编者按:借名登记是一个理论与实务中老生常谈的问题,但是过往讨论中的“债权说”、“物权说”,不仅无法提供令人信服的解释方案,也未揭示问题的实质。杨代雄教授在文中指出,在借名购房的语境下,合同权利的归属、物权变动的产生不仅与缔约方式休戚相关,还与物权法上的登记制度密不可分。值得一提的是,杨代雄教授为论证在借名登记中刚性适用《物权法》第9条第1款带来的不利后果,创见性地提出了“取得媒介人”的概念,并深刻影响了《最高人民法院关于适用<中华人民共和国民法典>担保部分的解释》相关条款(第四条【担保物权的受托持有】)的制定。为实务问题提供教义学的解释方案,本文实属典范。

摘要

借名购房包括狭义借名购房与委托型借名购房。为规避政策规章借名购房的,登记时借名人未取得房屋所有权,借名合同的效力应依法律行为解释规则与部分无效规则处理。借名购买普通房屋的,通常应认定借名人取得房屋所有权。在以不动产抵债情形中,如果不动产仅过户登记于部分债权人名下,也是借名登记,其他债权人取得共有权。为转移财产借用他人名义登记不动产的,出名人未取得所有权。出资在他人享有土地使用权的土地上建房并登记在该他人名下的,出资人未取得所有权。

基于各种特殊原因,借名购房及借名登记在我国成为一种普遍现象。由此产生了诸多法律问题,尤其是所购房屋的物权归属问题,需要在理论上予以回应。实践中所谓的“借名购房”包括两种操作方式。一是出名人仅提供相关证件材料,合同的订立及不动产登记等事务皆由借名人办理。二是出名人除了提供相关证件材料之外,还受借名人委托出面办理上述事务,但资金皆由借名人提供,房屋一直由借名人占有、使用,甚至交易文书、产权证等也由借名人持有。第一种情形无疑属于借用他人名义实施法律行为,行为实施者与名义载体并非同一个人。第二种情形不是借用他人名义实施法律行为,因为行为实施者与名义载体是同一个人,只不过其想使另一个人获得行为结果而已。有学者将前者称为直接借名行为,将后者称为间接借名行为,并认为间接借名行为实质上就是间接代理。[1]不过,“直接借名”、“间接借名”这样的用语未必贴切。

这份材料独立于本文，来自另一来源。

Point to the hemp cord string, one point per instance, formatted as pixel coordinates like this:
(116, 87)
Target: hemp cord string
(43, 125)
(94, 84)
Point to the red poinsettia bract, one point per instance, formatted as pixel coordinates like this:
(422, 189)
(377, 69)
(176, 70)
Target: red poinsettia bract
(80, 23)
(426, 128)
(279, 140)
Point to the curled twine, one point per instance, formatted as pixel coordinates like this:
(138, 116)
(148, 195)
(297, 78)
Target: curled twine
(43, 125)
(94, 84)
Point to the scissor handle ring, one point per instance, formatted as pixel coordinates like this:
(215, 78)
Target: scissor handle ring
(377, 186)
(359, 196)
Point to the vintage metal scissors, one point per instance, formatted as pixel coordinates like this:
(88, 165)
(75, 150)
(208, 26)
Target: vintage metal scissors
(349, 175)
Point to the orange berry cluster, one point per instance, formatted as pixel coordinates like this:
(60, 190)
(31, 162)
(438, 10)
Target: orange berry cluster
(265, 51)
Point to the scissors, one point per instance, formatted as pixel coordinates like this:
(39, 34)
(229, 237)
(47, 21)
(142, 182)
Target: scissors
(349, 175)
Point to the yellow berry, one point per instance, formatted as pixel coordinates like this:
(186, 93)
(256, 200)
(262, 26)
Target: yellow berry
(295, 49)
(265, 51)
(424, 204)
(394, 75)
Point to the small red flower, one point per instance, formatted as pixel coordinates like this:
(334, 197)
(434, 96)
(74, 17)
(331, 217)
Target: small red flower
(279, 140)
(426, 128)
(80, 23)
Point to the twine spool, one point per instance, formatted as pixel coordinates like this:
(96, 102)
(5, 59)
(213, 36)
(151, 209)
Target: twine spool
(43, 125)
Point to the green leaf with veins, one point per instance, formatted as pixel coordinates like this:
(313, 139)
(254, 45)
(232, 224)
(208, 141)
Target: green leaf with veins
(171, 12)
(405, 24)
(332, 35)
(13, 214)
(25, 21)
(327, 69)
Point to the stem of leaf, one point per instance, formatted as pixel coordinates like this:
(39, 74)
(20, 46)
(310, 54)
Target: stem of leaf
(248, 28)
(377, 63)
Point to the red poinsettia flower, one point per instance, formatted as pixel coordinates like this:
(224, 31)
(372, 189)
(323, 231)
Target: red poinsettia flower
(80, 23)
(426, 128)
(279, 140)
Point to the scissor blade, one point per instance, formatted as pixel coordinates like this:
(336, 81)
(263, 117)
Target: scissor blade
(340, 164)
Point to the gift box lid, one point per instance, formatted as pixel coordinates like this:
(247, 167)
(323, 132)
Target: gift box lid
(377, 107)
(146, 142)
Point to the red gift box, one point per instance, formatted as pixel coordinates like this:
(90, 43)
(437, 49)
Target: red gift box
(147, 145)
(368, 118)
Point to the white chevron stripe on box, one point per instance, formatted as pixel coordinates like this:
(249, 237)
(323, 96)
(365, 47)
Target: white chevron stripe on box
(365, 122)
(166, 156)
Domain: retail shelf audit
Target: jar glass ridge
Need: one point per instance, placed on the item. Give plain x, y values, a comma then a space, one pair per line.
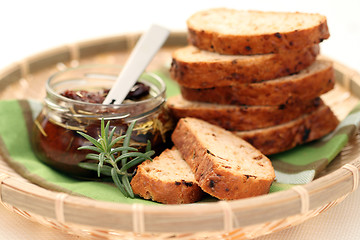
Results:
55, 139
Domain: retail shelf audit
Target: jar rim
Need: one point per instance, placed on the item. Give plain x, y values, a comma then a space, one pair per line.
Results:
50, 90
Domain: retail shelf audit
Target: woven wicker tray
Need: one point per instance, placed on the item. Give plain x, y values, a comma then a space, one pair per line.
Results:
240, 219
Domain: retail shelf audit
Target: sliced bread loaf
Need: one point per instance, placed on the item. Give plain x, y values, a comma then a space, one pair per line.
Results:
288, 135
229, 31
240, 117
167, 179
194, 68
224, 165
307, 84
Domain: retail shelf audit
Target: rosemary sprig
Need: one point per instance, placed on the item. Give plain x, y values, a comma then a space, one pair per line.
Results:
115, 162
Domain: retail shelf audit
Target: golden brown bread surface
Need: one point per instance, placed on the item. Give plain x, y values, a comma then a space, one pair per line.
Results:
229, 31
167, 179
224, 165
308, 84
240, 118
283, 137
194, 68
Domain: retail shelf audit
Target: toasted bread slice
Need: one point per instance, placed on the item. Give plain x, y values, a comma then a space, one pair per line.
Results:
239, 117
288, 135
194, 68
224, 165
229, 31
307, 84
167, 179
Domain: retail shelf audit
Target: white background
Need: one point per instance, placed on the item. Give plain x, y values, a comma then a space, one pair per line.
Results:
29, 27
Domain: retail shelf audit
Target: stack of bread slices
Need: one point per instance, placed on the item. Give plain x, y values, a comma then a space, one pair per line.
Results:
256, 74
251, 85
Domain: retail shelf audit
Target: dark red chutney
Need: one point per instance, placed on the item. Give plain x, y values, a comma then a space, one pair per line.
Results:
57, 143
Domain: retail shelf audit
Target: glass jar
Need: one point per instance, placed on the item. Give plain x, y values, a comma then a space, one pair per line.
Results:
55, 139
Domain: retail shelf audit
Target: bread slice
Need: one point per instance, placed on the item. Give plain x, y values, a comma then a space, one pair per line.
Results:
229, 31
307, 84
240, 118
194, 68
224, 165
167, 179
288, 135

只是考虑到在房屋登记和物权变动问题上两种情形存在若干相似之处,不妨将二者统称为借名购房。据此,借名购房可作广义与狭义理解。狭义借名购房仅指上述第一种情形,广义借名购房兼指两种情形。鉴于第二种情形双方当事人之间在缔约事宜上存在委托关系,所以可称之为“委托型借名购房”。借名购房的动机是多样的,可能是为了规避某种政策,可能是为了隐匿财产状况。实践中,除了因借名购房进行借名登记之外,还可能出于其他原因进行不动产借名登记。本文拟对这些情形一并考察。

一、为规避政策规章借名购房的物权变动

近年来,各级政府部门颁布了不少涉及房地产的规章、政策。譬如,建设部等部委制定的《经济适用住房管理办法》、国务院发布的《关于坚决遏制部分城市房价过快上涨的通知》以及地方政府依据该《通知》发布的限购令等等。这些规章、政策使某些人无法购买相关的房屋或者无法享受相关的待遇。为此,很多人采用借名购房的方式予以规避,试图迂回地实现购房目的。此类借名购房情形中,房屋所有权归属的判定涉及合同主体的认定、合同效力、合同性质、合同解释等先决性问题。在这些问题上,狭义借名购房与委托型借名购房略有不同。

(一)委托型借名购房的物权变动

借名购房情形中,至少存在两个合同关系。一是借名人与出名人订立的合同,核心内容是一方借用另一方的名义购买房屋并登记于另一方名下,但房屋由借名人占有、使用。该合同可以称为借名合同。二是使用出名人的名义与出卖人订立的房屋买卖合同。需要解决的首要问题是,房屋买卖合同的主体是谁?或者说,该合同的法律效果应当归属于出名人抑或借名人?就委托型借名购房而言,房屋买卖合同由出名人以自己名义与出卖人订立,但出名人系受借名人委托,借名合同在此种情形中应认定为委托合同。依据我国《合同法》第402条,如果第三人(相对人)在订约时知道代理关系的,合同在委托人和第三人之间发生效力,但有确切证据证明该合同只约束受托人和第三人的除外。该条规定的是默示显名代理[2]。依据《合同法》第403条,第三人在订约时不知道代理关系的,委托人是否享有合同权利承担合同义务,取决于第三人假定的意愿(“如果知道该委托人就不会订立合同”表明第三人不愿意与委托人发生合同关系)以及事后的意愿(选择权)。该条规定的是隐名代理。第402条中的但书“有确切证据证明该合同只约束受托人和第三人”实际上也涉及第三人关于是否与委托人发生合同关系的意愿,要么是与受托人明确达成合意的意愿,要么是受托人可得而知的单方意愿。由此可见,依我国《合同法》,在委托型借名购房中委托人是否合同主体归根结底取决于第三人的意愿。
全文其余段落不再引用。